Before the COVID-19 pandemic, 75 percent of moms and 50 percent of dads said they’ve passed up work opportunities, switched jobs, or quit working to care for their children. When the world went into lockdown to fight the spread of COVID-19, things became even harder for working parents. As they try to balance working from home, remote learning, and finding available and affordable child care, many parents are considering leaving the workforce altogether. Researchers suggest as many as 4.3 million American workers may have to quit their jobs to take care of their families. And mothers are disproportionately affected by child care needs, with one in three considering downshifting their career or leaving the workforce.
One way employers can handle this potential loss of labor is to increase their recruitment efforts to cover turnover. Another, more sustainable way is to lower turnover by adding a range of family friendly policies to their benefits packages.
Let’s walk through each scenario.
Recruitment and Turnover
If a business takes the retention and turnover route, they can expect an uphill battle with hiring costs and overall company morale. The below chart is one example of costs for the hospitality industry, one of our focus industries for Family Forward NC.

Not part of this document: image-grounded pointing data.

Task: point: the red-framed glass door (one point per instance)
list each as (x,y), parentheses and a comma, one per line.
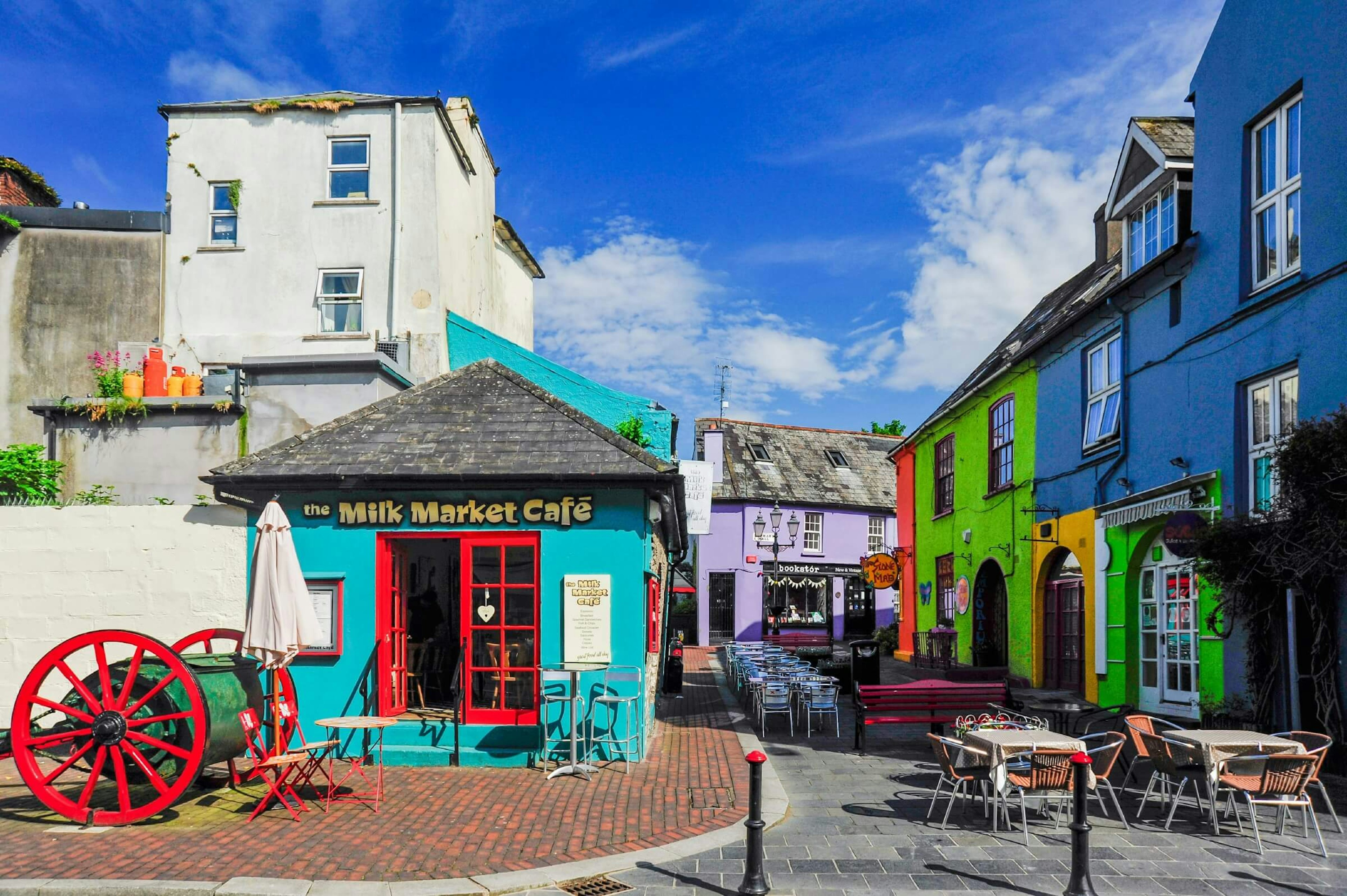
(391,627)
(500,612)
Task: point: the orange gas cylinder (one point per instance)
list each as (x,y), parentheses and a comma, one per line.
(133,386)
(155,374)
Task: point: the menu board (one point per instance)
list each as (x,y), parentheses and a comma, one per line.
(588,619)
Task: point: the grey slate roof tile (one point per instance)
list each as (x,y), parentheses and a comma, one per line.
(480,421)
(800,472)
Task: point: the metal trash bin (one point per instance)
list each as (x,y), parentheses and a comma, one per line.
(865,662)
(674,667)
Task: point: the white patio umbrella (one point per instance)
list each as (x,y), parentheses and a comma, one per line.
(281,614)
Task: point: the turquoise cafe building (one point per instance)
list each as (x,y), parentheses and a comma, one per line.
(455,538)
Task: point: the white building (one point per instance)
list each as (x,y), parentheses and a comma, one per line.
(340,223)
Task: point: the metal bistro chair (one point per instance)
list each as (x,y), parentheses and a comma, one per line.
(619,707)
(1316,746)
(822,700)
(960,778)
(1281,783)
(775,700)
(1135,727)
(546,701)
(1174,764)
(1103,760)
(1046,775)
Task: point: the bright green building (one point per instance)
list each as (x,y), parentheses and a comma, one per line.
(973,484)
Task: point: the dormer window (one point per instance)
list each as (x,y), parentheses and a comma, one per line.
(1152,228)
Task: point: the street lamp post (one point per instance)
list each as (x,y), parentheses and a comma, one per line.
(778,546)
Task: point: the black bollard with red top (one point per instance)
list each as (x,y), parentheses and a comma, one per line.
(1081,883)
(755,882)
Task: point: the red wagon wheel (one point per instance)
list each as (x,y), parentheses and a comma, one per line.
(231,640)
(125,743)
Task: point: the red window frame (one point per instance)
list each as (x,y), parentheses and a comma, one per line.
(943,468)
(1001,445)
(473,624)
(391,623)
(652,591)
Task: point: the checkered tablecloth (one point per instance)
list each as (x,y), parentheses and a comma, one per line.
(1001,746)
(1214,746)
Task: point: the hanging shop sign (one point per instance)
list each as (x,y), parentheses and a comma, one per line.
(588,619)
(564,511)
(880,571)
(1182,534)
(697,495)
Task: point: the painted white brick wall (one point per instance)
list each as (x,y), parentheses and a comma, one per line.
(161,571)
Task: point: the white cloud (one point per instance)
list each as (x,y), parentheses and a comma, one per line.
(1010,222)
(643,49)
(215,79)
(88,166)
(1011,217)
(640,312)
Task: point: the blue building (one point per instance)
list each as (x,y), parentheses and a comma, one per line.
(1162,395)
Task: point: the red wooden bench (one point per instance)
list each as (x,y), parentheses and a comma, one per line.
(931,701)
(790,640)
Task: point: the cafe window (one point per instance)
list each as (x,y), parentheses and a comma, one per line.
(945,588)
(799,601)
(500,614)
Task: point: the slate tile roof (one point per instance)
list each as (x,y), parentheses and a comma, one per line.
(1039,324)
(475,424)
(800,472)
(1172,134)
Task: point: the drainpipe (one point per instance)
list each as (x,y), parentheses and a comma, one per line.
(396,209)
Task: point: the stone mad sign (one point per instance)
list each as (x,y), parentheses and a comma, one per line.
(588,619)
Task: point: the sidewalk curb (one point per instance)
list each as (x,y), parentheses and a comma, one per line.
(775,808)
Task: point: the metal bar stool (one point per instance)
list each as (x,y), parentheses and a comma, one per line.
(617,705)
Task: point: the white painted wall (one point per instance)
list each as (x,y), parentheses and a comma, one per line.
(261,298)
(161,571)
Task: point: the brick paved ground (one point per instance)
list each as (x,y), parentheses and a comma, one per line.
(437,822)
(857,827)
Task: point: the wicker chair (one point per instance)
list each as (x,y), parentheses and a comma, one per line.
(1046,775)
(1316,746)
(1281,782)
(958,776)
(1135,728)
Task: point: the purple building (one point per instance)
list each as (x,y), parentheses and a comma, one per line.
(840,490)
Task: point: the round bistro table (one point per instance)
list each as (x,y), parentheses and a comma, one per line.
(576,766)
(357,763)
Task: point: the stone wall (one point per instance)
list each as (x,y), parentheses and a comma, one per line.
(161,571)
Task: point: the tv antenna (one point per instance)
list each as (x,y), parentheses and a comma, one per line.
(724,374)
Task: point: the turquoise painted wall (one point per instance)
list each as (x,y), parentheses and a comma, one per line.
(616,542)
(469,343)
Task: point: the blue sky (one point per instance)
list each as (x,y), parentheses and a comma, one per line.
(850,203)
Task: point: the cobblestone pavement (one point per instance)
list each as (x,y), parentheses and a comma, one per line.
(857,825)
(437,822)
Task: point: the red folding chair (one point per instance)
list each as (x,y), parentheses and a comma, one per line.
(313,755)
(274,770)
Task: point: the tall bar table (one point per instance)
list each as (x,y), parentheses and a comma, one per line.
(576,766)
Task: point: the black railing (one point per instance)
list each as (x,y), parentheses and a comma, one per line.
(935,650)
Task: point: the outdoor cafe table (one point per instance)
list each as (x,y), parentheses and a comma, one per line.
(576,766)
(357,760)
(1003,744)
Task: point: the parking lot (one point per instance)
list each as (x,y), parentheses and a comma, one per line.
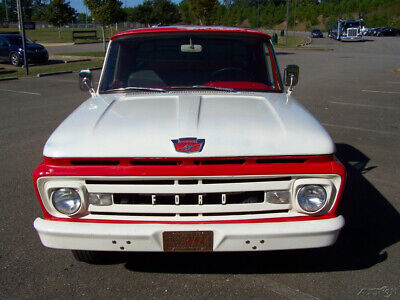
(351,88)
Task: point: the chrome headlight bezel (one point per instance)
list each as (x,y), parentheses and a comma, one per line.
(305,200)
(329,189)
(74,197)
(47,186)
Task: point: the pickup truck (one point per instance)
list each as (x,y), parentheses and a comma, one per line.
(189,143)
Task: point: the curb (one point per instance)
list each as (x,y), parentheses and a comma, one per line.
(76,60)
(308,42)
(56,44)
(8,78)
(88,43)
(53,73)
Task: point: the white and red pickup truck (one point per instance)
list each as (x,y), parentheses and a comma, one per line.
(190,143)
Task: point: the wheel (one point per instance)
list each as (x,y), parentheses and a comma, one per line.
(45,61)
(15,60)
(91,257)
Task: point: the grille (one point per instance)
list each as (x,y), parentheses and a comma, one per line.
(352,32)
(183,197)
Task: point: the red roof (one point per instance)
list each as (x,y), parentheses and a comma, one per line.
(167,29)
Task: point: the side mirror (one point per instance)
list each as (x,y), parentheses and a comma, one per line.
(291,76)
(85,81)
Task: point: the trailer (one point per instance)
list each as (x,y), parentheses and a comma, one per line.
(350,30)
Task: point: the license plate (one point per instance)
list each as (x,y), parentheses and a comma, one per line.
(181,241)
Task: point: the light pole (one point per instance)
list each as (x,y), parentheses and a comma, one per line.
(294,17)
(5,9)
(22,29)
(287,21)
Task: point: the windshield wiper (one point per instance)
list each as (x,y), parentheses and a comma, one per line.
(136,88)
(203,87)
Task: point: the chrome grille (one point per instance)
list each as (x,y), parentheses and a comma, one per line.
(189,196)
(352,32)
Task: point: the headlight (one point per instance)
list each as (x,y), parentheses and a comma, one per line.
(311,198)
(100,199)
(66,200)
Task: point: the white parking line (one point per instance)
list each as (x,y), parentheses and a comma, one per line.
(365,105)
(382,92)
(283,290)
(362,129)
(20,92)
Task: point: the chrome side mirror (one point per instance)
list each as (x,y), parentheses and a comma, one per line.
(291,76)
(85,81)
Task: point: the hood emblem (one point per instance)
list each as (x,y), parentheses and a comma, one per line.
(189,145)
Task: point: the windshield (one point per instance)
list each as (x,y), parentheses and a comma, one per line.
(17,40)
(191,60)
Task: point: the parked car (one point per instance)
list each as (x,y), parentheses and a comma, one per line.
(316,33)
(11,50)
(333,33)
(189,143)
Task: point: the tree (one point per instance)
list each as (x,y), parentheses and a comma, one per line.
(204,10)
(155,12)
(39,10)
(165,12)
(105,12)
(60,13)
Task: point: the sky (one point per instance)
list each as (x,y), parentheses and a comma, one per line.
(80,7)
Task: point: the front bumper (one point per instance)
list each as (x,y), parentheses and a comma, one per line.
(227,237)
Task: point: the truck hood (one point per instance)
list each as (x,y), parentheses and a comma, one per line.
(131,125)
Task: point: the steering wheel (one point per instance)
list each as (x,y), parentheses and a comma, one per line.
(231,74)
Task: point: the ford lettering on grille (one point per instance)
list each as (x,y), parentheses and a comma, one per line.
(189,145)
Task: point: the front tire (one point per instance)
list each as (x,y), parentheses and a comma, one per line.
(15,59)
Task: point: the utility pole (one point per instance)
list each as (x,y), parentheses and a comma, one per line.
(22,30)
(287,21)
(5,9)
(294,17)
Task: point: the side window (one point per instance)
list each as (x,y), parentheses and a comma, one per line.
(268,62)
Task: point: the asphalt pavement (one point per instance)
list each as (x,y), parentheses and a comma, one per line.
(352,90)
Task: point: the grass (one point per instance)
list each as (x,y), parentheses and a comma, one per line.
(293,41)
(34,70)
(87,54)
(50,35)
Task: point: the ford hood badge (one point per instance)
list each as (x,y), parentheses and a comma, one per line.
(189,144)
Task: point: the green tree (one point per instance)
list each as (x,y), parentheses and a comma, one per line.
(165,12)
(162,12)
(60,13)
(105,12)
(204,10)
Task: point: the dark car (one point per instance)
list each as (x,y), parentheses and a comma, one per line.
(387,31)
(316,33)
(333,33)
(11,50)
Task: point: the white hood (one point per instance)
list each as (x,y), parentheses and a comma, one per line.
(128,125)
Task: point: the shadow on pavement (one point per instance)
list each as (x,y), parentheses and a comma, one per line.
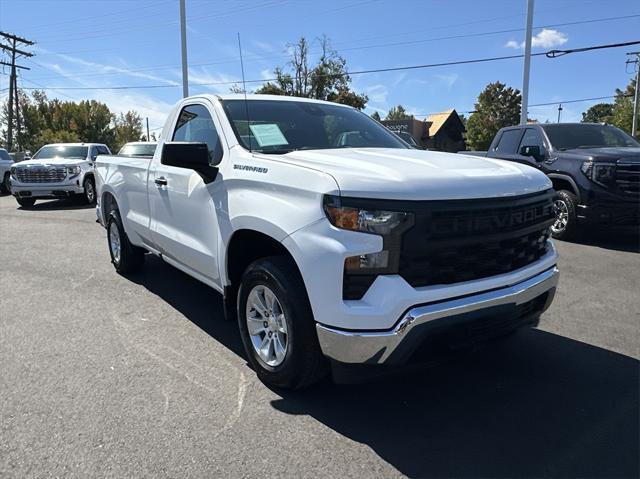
(614,238)
(536,405)
(63,204)
(196,301)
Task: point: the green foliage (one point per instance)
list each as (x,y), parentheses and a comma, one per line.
(398,113)
(327,80)
(128,127)
(53,121)
(622,115)
(598,113)
(497,106)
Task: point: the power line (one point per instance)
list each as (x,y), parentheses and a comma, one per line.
(365,47)
(14,96)
(373,70)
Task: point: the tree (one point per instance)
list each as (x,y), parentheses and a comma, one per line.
(327,80)
(598,113)
(497,106)
(128,127)
(51,121)
(398,113)
(622,114)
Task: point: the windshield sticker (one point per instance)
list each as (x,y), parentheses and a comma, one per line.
(268,135)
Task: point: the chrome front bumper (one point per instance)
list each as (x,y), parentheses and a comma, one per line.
(396,345)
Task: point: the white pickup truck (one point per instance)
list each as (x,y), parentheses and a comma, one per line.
(328,236)
(59,170)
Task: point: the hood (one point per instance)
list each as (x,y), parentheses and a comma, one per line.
(604,154)
(421,175)
(53,161)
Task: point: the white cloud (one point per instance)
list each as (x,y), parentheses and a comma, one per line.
(547,38)
(377,93)
(448,79)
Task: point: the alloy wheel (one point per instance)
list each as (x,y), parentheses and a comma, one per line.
(267,325)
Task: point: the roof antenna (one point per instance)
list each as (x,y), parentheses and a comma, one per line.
(244,89)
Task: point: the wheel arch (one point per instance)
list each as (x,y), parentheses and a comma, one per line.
(246,246)
(108,204)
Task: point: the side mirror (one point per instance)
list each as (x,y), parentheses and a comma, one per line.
(532,151)
(189,155)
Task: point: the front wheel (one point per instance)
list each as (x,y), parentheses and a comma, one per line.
(6,183)
(565,207)
(125,257)
(89,190)
(277,326)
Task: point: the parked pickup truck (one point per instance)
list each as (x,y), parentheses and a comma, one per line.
(60,170)
(360,253)
(595,168)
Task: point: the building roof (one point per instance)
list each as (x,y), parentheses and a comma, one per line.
(438,120)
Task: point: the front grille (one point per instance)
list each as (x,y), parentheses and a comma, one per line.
(41,174)
(628,177)
(455,241)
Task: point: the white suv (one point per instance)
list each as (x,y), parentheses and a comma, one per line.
(60,170)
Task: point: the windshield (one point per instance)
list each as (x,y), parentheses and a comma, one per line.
(60,151)
(139,149)
(570,136)
(279,127)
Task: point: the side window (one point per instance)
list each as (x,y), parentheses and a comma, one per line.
(509,141)
(195,124)
(532,137)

The costs associated with turnover add up quickly. There’s advertising for the position, plus time spent interviewing and screening to cover. There’s also costs associated with onboarding and training management for a new employee. It’s estimated that over two to three years, companies are likely to spend 10 to 20 percent of an employee’s salary on their training.
And that doesn’t even cover the productivity lost as the new employee gets acclimated to their new job and company. It may take one to two years for an employee to reach the productivity of the person who previously held the same position. This could lead to a dip in customer satisfaction as the new employee takes longer to solve problems.
High turnover also has an adverse effect on company morale. If employees are often leaving for new opportunities, it makes the rest of your workforce stop and ask why. They may begin to consider why they should stay and what else may be out there.
Family Friendly Benefits
If a business, however, decides to add more family-friendly policies to support working parents, they may find long-term savings and more satisfied employees.
The costs of different family friendly policies vary by business and benefit. With some benefits, like flexible spending accounts to offer child care subsidies, employers can choose how much to offer their employees – giving them more control over a better bottom line.
One benefit that particularly interests working parents is flexible working hours. Work flexibility is the top priority for 84 percent of working parents and coupling that with remote working policies creates an attractive benefits package for recruitment and retention. Plus, it saves money across your company. Conference technology like Zoom has reduced the need for company travel, telecommuting decreases the need for more office real estate, and offering more work/life balance increases employee satisfaction and productivity.
Overall, the cost savings associated with offering family friendly benefits, in general, outweigh the costs related to turnover.
As the American workforce searches for a way back to normal, it’s becoming increasingly apparent that employers have the opportunity to clear the path for working parents. Incorporating more family-friendly practices now means spending less on recruitment and turnover costs in the future.